Le dénominateur commun à toute cette « smallah d’intellectuels » appelés dans la vulgate populaire les « KHOBZISTES » est leur allégeance au régime. Cette condition et/ou statut de souteneur du « pouvoir » les préserve de toute interdiction ou censure. Au contraire ils y sont encouragés car ils participent de cette politique d’aliénation du peuple par la religion et l’idéologie arabo-islamique.

Si ce pays appelé Algérie végète et vit dans le bricolage à la petite semaine depuis son indépendance, que d’ailleurs toute l’élite intellectuelle libre estime confisquée, c’est à cause des assassinats, des exils forcés, des menaces de mort, des interdictions, à l’instar de celles qui viennent de toucher les essayistes et les écrivains Younès Adli, Kamel Daoud, Karim Akouche et la liste est longue de ces victimes de la dictature arabo-islamique qui s’étend, s’amplifie et qui touche actuellement le monde civilisé…

Lorsque la Lumière de la Pensée et des Idées est éteinte s’installe alors le noir de l’obscurantisme qui mène à la violence et à la brutalité…

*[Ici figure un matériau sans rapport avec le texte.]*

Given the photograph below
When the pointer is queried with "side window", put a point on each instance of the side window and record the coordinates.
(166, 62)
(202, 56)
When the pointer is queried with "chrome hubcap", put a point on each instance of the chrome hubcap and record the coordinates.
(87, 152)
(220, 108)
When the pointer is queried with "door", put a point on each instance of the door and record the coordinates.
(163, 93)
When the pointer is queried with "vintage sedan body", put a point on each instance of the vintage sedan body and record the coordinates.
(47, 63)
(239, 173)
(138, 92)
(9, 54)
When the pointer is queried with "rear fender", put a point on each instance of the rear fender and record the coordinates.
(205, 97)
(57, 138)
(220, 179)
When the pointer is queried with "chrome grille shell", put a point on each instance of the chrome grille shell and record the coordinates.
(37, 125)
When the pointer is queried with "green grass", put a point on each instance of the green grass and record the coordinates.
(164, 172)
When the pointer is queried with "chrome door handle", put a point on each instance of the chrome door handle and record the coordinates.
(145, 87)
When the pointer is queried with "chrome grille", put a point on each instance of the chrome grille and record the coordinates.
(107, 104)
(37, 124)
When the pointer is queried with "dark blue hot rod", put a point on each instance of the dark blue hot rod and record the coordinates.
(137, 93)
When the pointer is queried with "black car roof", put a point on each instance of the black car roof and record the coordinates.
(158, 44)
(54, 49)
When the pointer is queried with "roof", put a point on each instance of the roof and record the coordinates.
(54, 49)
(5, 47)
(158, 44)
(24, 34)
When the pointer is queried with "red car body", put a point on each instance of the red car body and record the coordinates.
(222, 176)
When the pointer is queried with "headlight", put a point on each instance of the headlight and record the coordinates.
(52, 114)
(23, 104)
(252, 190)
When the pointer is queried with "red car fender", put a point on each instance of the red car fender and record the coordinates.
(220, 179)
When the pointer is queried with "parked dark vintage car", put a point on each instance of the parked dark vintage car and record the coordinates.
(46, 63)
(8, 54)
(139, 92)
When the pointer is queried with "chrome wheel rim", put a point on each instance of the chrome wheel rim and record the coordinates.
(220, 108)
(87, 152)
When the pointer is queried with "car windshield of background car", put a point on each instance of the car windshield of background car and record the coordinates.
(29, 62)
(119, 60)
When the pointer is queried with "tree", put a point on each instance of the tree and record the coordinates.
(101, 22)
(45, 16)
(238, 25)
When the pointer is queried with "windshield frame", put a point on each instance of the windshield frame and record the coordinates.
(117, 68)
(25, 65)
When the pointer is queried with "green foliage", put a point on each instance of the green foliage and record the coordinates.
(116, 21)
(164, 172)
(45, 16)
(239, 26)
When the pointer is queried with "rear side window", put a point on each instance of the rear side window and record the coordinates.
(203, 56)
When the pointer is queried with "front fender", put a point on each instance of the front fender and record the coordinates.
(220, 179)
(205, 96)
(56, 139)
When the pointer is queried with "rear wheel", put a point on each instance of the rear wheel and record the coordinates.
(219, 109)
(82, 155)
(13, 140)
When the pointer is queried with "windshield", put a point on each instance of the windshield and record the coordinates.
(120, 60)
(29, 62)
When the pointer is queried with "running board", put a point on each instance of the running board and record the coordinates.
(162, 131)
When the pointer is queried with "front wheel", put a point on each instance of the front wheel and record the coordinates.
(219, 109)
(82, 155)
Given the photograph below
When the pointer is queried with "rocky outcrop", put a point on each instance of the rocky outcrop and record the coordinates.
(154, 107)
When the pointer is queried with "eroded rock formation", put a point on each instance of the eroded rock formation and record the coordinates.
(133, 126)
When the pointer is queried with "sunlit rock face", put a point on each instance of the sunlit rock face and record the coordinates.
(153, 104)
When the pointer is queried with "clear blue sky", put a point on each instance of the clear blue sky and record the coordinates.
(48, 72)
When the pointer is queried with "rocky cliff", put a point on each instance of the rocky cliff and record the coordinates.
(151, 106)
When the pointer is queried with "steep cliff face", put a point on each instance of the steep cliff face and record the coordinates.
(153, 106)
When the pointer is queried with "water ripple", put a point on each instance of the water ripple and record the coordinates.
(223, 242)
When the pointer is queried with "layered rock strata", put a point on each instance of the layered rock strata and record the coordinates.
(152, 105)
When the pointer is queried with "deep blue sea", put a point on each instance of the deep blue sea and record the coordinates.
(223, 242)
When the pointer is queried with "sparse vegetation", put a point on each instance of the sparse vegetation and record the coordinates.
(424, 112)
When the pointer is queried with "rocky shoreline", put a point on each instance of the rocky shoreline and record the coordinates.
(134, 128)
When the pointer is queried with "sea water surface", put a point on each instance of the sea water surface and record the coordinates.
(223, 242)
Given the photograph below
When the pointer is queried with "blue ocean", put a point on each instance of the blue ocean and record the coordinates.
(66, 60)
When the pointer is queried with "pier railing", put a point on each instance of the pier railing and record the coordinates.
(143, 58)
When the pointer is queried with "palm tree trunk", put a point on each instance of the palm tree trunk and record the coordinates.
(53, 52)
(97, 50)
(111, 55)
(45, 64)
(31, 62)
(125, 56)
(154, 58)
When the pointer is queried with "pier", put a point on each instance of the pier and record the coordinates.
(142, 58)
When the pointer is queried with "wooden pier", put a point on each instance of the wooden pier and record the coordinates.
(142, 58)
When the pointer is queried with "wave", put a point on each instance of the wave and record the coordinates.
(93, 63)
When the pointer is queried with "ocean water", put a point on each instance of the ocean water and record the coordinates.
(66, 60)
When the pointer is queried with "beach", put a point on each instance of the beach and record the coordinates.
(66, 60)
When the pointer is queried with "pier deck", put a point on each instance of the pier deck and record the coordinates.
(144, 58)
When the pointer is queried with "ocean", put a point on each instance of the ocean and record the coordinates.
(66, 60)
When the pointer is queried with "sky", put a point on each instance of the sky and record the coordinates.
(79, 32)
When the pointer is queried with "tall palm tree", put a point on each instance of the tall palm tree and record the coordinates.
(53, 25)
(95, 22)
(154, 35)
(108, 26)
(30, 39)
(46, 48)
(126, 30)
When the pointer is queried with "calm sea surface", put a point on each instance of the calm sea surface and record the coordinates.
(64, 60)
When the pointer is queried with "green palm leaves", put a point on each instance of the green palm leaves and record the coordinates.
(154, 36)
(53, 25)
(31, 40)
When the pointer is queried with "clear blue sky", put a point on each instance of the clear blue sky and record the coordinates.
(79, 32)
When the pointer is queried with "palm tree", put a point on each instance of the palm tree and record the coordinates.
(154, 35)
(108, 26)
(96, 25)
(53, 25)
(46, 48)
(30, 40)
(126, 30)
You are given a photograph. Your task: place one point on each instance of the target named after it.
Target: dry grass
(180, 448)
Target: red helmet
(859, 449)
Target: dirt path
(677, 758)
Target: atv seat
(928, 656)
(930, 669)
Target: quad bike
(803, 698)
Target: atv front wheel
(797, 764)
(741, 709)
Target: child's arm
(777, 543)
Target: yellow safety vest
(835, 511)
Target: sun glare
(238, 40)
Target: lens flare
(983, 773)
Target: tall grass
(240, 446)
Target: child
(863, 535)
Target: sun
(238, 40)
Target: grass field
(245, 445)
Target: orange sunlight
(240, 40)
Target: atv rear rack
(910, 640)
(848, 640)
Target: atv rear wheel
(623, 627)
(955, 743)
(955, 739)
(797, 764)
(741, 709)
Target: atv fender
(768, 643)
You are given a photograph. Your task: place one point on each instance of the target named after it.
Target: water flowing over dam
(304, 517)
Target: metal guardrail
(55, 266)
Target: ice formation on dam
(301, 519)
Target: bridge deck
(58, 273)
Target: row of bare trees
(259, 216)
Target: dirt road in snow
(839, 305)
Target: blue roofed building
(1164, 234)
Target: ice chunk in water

1- Jacques Leenardt : La force des mots ; le rôle des intellectuels. Paris Megrlis,1982
2- Bruno Etienne : L’Algérie cultures et révolution ( l’histoire immédiate ). Ed:Seuil.
3- Abdellah Mazouni : Culture et enseignement en Algérie et au Maghreb. Ed : Maspero.
4- Entretien publié dans le quotidien Libanais « Le Jour » N° 275 du 3/6/1966 rapporté dans le livre de M. Mazouni déjà cité.
5- Mouloud Mammeri : Entretien avec Michèle Boivert dans la revue « Dérive » N° 49 , 1985.